SF映画『月に囚われた男』

 SF映画月に囚われた男』を観てきました。
 http://www.moon-otoko.jp/
 監督のダンカン・ジョーンズは、デヴィッド・ボウイの息子ということでも話題になっているようですが、私がこの映画を観に行こうと決意した決定的な理由は、「朝日新聞」3月26日付の同映画の広告に藤子不二雄A先生の以下のようなコメントが載っていたからです。

 近頃のSF映画は、すごいお金をかけて映像的には刺激的だけれど、人間が描かれている作品が少ないね。これは、低予算で登場人物もほとんど一人! でも、それが逆に良い方面に働いた。
(中略)昔のインディーズの実験映画的ムードがサスペンスを盛り上げている。
(中略)一切れのブランデーケーキのように味わい深い知的な映画です。

 A先生がこうして高評価で紹介しているうえ、内容的にF先生のSF短編を思わせるような面白さがありそうな予感がして、劇場に足を運んだのです。東海地方の上映館は名古屋の伏見ミリオン座のみなので、おのずとそこへ行くことになりました。

 低予算、撮影期間33日、登場人物はほとんど1人だけ…ということで、大作ひしめくSF映画のなかでは地味そうな作品ですが、観ているときの満足感はなかなかのものでした。

 この映画の舞台となる時代は、地球でクリーンエネルギーが主流になっているらしく、おそらく近未来という設定なのでしょう。クリーンエネルギーの生産のために必要な物質「ヘリウム3」は、月で産出されます。主人公の男は、ルナ産業という巨大エネルギー会社の仕事で、ヘリウム3を採掘・精製・発送するため月へ行き、たった1人で月面生活を送っています。3年契約の仕事です。
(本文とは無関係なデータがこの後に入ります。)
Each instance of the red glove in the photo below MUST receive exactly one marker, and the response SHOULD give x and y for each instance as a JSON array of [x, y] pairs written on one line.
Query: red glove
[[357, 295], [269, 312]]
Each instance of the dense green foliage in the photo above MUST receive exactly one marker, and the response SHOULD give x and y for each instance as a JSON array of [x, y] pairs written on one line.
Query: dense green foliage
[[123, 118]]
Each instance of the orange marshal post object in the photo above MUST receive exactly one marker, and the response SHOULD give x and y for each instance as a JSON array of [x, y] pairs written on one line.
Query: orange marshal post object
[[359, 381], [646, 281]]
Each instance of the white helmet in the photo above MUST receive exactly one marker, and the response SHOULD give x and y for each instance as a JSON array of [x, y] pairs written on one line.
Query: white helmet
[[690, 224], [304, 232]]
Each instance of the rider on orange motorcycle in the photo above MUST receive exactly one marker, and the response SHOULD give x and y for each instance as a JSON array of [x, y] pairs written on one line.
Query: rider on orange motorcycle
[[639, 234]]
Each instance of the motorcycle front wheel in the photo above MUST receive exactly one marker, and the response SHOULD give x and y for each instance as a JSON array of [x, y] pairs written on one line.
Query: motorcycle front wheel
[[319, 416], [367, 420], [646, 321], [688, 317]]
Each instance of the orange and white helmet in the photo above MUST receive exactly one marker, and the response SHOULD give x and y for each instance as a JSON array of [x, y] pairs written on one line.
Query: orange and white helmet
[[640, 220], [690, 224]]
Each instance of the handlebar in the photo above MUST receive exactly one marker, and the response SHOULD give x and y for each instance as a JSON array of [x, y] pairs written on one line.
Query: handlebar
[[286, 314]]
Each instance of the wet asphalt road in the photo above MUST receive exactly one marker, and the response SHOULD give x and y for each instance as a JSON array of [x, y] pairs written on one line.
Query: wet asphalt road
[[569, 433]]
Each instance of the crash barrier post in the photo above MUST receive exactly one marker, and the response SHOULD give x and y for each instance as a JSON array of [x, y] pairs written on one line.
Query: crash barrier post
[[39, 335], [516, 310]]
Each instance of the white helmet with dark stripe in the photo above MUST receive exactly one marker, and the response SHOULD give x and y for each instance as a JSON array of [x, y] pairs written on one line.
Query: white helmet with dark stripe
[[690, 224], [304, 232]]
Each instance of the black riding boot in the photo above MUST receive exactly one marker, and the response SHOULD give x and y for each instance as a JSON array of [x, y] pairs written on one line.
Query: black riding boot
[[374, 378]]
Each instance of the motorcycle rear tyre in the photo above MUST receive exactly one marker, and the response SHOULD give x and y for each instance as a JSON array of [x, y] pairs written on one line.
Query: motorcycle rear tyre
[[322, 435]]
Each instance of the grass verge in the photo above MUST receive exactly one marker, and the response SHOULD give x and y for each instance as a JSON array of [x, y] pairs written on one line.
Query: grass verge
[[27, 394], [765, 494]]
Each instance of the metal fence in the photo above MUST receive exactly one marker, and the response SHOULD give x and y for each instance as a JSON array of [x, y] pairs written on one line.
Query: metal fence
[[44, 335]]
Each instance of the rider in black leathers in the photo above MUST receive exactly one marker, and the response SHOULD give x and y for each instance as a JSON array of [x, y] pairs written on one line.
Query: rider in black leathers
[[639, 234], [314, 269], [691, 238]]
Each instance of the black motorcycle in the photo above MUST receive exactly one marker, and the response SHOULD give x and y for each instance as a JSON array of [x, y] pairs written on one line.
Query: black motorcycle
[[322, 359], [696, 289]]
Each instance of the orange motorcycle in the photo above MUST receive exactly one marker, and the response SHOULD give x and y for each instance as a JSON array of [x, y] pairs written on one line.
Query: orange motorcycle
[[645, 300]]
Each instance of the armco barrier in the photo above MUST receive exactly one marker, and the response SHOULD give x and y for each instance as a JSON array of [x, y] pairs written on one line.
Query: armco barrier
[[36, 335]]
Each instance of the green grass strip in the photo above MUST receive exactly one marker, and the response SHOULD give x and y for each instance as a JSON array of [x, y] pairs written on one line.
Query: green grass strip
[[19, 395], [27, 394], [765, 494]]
 物語は、その3年間の契約期間をもうすぐ終えようというところから始まります。月で孤独な生活を送ってきた主人公は、「3年間は長すぎる」と嘆息を漏らしつつ、もうすぐ地球へ帰還できることを心の支えにしていたのですが、長期にわたる孤独な生活で精神を病みそうになっていました。地球とライブで通信する装置は壊れたままで、会話の相手は人工知能を持ったコンピュータ「ガーディ」だけ。(このガーディは、『2001年宇宙の旅』のHAL9000へのオマージュですが、地球外の孤独な環境のなか、会話相手がコンピュータだけという状況は、F先生の『旅人還る』も想起させます)
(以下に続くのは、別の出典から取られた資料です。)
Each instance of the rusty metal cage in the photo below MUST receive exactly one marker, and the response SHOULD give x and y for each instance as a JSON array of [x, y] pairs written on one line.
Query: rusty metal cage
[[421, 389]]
 そういう閉塞状況のなかで、ある事故が起こりいくつかの謎が生じるのです。その展開は“閉ざされた空間でのミステリー”のようなものなので、ここでネタばらしはできませんが、SFマインドと謎解きの古典的な面白さを感じさせてくれる内容でした。

 映像もアイデアも派手だったり斬新だったりはしませんが、クラシカルなSFの魅力を現在に蘇生させたという感じで逆に新鮮でした。CGじゃなくミニチュアで表現された月面車や月面基地のデザインは、昔のSFが予言してた近未来世界のような味わいで心をそそりました。
 科学的な考証に甘い部分があるようで、本格的なSFマニアの人からその点が気になるとの指摘もありますが、私にはこのくらいの適度なSFマインドがちょうどいいです。


 先月は、これもSF映画なんですが、『第9地区』(二ール・ブロムカンプ監督)を劇場で観ました。
 http://d-9.gaga.ne.jp/
 都市の上空に、何をしに来たのかわからない巨大宇宙船が浮かんだまま、という光景は、藤子ファン的にはF先生のSF短編『いけにえ』を思い起こさずにはいられません。そしてこの両作のルーツには、アーサー・C・クラークの『幼年期の終り』のイメージがあるのでしょう。

第9地区』ではまず、宇宙人の居住地域がスラム化した風景にセンス・オブ・ワンダーを感じました。地球人から見て奇怪な姿をした宇宙人が、地球の都市内で隔離されて居住し、その地区がスラム化しているのです。スラムという生々しい現実的風景のなかで異形の宇宙人という空想的存在が日々生活を営んでいる、というその映像がフェイク・ドキュメンタリーのタッチで映し出されて、そこから醸し出される不思議なリアリティに引きつけられました。(この映画の舞台は南アフリカ共和国ヨハネスブルグ。宇宙人たちのスラム化した居住地区は、アパルトヘイトのメタファーでもあります)

「エビ野郎」と呼ばれる宇宙人たちの造形は、まさにエビやシャコのような甲殻類を思わせるものでしたし、ゴキブリやカマドウマのようなちょっと気色悪い昆虫類ともイメージが重なりました。この宇宙人の造形を藤子マンガと強引に結びつけるなら、F先生のSF短編『うちの石炭紀』に登場する二足歩行のゴキブリが幾ばくは思い出されます。「エビ野郎」のほうがずっと大きくてグロく描写されていますが(笑) 造形ばかりじゃなく、インテリジェンスが高いところやひそかに空飛ぶ乗り物をつくっているところなどもイメージが重なりました。